And adding a few more details:

Uniblue Registry Booster
Uninstall through Add/Remove Programs, registry tools are a system hazard rather than an useful tool.

WorksFUD
Not necessary, often infrequently run tasks that can be run manually.

Microsoft Works Portfolio
See this: http://support.microsoft.com/kb/280779

Microsoft Works Update Detection
Optional but not required you can update manually

Digital Dashboard
Optional.

CPQBootPerfDB
Optional, usually not needed.

My Web Search Bar
Uninstall in Add/Remove Programs, if not there UNTICK this entry and delete the folder C:\Program Files\MYWEBSEARCH\

TkBellExe
Scheduler for RealOne Player, UNTICK

MDM7
Machine Debug Manager, not necessary, UNTICK

1-Click Answers 
UNTICK

Of course the bare minimum is mentioned above, but some of those you have may be useful.

Zee


----------



## inbred (May 23, 2007)

Dear loved Blue Zee,
Thanks to your patience and persistence, my problem is solved!!!!! Thank you very much! I deeply appreciate your help!
Sincerely,
Inbred


----------



## Blue Zee (May 18, 2007)

Great news...

But what solved it?

Zee


----------



## inbred (May 23, 2007)

Well, hold on, it may not be altogether solved yet. Since I didn't find anything to unclick under My Computer, properties, and in the general tab, I went to where I did find those things you mentioned to unclick: run, MSCONFIG; and there I unchecked the the clutter you suggested I unclick. But now I have another error sign appearing when I start my computer that says, "System COnfiguration Utility: You are using the Selective Startup for troubleshooting your system." Can you continue to guide me Blue Zee? Appreciate it.


----------



## Blue Zee (May 18, 2007)

I suggest you check the check box in that window and click OK.

Zee


----------



## Blue Zee (May 18, 2007)

A very useful tool for this is WinPatrol Free:

http://www.winpatrol.com/download.html

Much more robust than MSCONFIG and lets you control loads of features.

Zee


----------



## inbred (May 23, 2007)

Thanks Blue Zee, 
I have Scotty on patrol now.
I just tried to download 1-click answers again, but I can't. I got the message about the userenv.dll files not found again. So I haven't recovered it yet. What advice to you have now for me?


----------



## Blue Zee (May 18, 2007)

inbred said:


> ...I just tried to download 1-click answers again....


Why?


----------



## inbred (May 23, 2007)

Because I think it could be useful and convenient in my reading online. Should I avoid it?


----------



## Blue Zee (May 18, 2007)

inbred said:


> ... Should I avoid it?


I thought that was obvious...


----------



## inbred (May 23, 2007)

Well, not to me. Thanks for your help, Blue Zee. You've been great!
Inbred


----------



## Blue Zee (May 18, 2007)

Thanks.

Let me explain a little bit more, so that you may understand why you shouldn't install 1-Click Answers in your Win9x system.

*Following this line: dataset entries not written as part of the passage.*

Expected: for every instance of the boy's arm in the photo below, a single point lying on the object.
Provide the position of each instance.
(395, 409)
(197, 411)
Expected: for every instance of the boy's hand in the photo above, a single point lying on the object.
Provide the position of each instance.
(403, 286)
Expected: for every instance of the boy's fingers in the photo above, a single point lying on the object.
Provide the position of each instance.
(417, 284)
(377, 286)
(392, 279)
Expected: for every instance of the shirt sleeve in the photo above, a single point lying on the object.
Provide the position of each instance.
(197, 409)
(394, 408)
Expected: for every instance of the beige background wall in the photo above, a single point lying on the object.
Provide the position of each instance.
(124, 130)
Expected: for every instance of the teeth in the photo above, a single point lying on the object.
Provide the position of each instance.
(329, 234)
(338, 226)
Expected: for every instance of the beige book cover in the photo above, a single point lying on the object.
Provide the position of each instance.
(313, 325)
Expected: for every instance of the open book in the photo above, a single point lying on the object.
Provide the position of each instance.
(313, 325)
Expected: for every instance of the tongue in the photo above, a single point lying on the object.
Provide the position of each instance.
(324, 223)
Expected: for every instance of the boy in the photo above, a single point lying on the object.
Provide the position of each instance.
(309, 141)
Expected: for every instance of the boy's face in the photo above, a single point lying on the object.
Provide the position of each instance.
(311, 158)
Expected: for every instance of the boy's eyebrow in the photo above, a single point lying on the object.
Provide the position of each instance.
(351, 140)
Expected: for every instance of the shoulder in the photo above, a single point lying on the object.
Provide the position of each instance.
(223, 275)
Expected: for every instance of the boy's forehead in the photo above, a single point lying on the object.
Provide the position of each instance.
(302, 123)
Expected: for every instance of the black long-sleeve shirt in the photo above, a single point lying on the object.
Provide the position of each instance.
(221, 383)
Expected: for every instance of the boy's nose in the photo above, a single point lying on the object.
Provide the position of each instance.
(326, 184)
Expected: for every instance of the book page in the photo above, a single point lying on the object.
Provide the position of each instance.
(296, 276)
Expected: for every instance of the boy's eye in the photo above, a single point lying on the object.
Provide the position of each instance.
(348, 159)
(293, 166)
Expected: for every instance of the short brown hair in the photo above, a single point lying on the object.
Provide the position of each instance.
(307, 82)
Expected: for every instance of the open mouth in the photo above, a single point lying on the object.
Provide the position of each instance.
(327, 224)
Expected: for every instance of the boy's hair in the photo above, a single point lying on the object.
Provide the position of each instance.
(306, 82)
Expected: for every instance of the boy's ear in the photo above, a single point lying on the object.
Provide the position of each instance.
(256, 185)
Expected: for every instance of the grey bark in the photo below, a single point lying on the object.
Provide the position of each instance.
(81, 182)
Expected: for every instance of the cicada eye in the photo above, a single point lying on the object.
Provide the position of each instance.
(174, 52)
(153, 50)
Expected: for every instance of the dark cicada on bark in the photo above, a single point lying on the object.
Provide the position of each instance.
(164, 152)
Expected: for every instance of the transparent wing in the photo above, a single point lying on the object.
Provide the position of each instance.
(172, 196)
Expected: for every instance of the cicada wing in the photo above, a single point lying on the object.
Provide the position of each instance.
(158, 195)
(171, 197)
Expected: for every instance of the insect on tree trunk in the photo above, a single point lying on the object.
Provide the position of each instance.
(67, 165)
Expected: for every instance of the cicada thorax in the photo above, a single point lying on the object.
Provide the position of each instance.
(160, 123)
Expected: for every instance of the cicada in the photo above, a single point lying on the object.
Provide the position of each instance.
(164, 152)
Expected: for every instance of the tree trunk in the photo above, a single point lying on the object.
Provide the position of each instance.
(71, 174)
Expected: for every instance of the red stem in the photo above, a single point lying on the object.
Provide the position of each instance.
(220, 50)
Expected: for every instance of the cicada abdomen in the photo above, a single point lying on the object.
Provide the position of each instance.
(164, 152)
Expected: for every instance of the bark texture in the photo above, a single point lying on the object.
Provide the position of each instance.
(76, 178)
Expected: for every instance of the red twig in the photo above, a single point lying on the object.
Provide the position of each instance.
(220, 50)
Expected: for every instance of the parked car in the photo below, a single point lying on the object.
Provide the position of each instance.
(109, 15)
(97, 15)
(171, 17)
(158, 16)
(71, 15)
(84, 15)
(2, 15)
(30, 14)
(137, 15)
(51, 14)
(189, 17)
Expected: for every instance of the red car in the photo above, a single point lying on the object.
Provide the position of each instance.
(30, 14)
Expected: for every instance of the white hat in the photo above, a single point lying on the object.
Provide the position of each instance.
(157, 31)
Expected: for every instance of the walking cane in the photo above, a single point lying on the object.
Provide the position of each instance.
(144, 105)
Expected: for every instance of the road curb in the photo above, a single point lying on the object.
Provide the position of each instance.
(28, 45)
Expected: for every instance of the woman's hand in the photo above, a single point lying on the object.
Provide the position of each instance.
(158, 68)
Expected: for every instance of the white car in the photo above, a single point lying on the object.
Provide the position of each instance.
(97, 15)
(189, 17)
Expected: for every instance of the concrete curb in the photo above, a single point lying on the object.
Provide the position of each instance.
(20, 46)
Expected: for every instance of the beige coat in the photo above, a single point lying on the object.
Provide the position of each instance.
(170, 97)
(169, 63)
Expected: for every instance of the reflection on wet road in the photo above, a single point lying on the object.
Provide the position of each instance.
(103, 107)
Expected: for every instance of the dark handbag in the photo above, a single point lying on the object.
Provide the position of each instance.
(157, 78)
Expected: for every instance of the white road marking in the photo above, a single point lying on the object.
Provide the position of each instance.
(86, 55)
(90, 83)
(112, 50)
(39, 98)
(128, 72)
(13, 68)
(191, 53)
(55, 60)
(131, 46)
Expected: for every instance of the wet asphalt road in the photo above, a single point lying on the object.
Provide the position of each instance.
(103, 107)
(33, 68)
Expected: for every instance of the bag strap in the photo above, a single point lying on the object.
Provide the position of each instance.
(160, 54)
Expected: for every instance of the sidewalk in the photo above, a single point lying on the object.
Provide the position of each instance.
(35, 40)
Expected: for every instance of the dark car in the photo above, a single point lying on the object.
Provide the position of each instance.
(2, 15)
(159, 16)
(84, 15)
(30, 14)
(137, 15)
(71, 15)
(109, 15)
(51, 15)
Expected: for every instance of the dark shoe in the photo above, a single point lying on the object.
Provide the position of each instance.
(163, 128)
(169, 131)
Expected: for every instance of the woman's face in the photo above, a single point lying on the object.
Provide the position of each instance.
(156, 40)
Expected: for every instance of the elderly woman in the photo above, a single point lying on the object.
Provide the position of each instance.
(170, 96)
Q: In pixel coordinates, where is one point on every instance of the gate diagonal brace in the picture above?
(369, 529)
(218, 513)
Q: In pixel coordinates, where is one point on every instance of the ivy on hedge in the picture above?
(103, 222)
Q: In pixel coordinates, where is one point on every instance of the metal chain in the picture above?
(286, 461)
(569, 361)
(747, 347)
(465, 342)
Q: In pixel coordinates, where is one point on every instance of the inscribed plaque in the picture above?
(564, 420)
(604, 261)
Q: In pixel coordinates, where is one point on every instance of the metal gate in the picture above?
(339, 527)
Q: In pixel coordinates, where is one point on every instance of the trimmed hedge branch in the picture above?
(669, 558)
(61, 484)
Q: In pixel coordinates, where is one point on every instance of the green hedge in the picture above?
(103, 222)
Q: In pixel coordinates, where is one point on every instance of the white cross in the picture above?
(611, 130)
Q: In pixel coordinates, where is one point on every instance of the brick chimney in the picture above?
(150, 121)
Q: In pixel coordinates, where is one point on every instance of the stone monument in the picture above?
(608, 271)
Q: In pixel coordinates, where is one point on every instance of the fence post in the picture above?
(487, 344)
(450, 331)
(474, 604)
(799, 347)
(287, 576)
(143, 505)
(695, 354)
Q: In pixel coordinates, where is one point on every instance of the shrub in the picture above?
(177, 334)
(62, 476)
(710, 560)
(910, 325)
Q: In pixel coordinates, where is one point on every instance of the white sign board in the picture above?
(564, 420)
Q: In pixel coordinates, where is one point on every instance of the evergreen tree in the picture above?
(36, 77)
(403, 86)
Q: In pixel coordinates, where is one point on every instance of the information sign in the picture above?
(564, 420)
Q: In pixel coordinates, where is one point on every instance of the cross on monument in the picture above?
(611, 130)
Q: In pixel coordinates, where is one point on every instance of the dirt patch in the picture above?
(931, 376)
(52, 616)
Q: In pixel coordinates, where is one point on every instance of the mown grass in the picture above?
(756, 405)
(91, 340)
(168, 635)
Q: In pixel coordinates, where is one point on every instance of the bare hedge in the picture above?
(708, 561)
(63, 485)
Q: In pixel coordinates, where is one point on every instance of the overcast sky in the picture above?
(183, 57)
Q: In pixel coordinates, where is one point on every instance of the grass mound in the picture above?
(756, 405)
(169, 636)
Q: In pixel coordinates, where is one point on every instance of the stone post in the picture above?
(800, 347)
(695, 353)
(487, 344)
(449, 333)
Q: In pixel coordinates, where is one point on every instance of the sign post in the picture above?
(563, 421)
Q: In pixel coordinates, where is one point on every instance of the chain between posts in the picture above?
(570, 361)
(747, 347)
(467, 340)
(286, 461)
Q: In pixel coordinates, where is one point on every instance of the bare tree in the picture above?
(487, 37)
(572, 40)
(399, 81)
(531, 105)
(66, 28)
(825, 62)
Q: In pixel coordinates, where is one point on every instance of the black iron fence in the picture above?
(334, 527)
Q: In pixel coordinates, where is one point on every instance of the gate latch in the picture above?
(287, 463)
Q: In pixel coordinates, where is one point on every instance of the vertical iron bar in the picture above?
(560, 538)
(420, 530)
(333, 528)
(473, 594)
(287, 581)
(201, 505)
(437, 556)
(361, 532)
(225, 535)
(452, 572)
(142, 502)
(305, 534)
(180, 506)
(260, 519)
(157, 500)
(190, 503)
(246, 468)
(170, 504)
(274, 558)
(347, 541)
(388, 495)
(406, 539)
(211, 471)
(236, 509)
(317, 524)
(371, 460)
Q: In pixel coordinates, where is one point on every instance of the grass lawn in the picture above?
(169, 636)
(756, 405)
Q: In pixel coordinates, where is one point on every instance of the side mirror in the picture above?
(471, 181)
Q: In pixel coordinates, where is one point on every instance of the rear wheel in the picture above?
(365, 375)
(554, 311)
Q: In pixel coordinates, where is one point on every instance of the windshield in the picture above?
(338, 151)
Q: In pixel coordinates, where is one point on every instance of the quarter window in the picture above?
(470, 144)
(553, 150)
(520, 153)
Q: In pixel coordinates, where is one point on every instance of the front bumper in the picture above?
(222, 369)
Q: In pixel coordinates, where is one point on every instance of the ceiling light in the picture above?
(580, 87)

This error message is quite common and the Answers.com team gave this reply to an email support request that I've read somewhere on the internet:

_"Thank you for contacting Answers.com.
The error message you're receiving is because you're running Windows 98.
A few months ago Microsoft ended support the Windows 98 operating system.
When this occurred, Answers.com along with most computer software companies discontinued their support for software on Windows 98.
We are looking into alternatives for Windows 98 users.

One alternative is to check out the Firefox browser. With Firefox, you can retrieve some of your Alt-clicking abilities with the 1-Click Answers extension.
This way when you're browsing on-line you can Alt-click a word or topic and still get answers from Answers.com."
_

Therefore if you want to keep using that "tool", install Firefox:

http://www.mozilla.com/en-US/firefox/

And then the extension, as explained here:

http://www.answers.com/main/product_info.jsp#ff_tab

Hope this helps a little more.

Cheers,

Zee


----------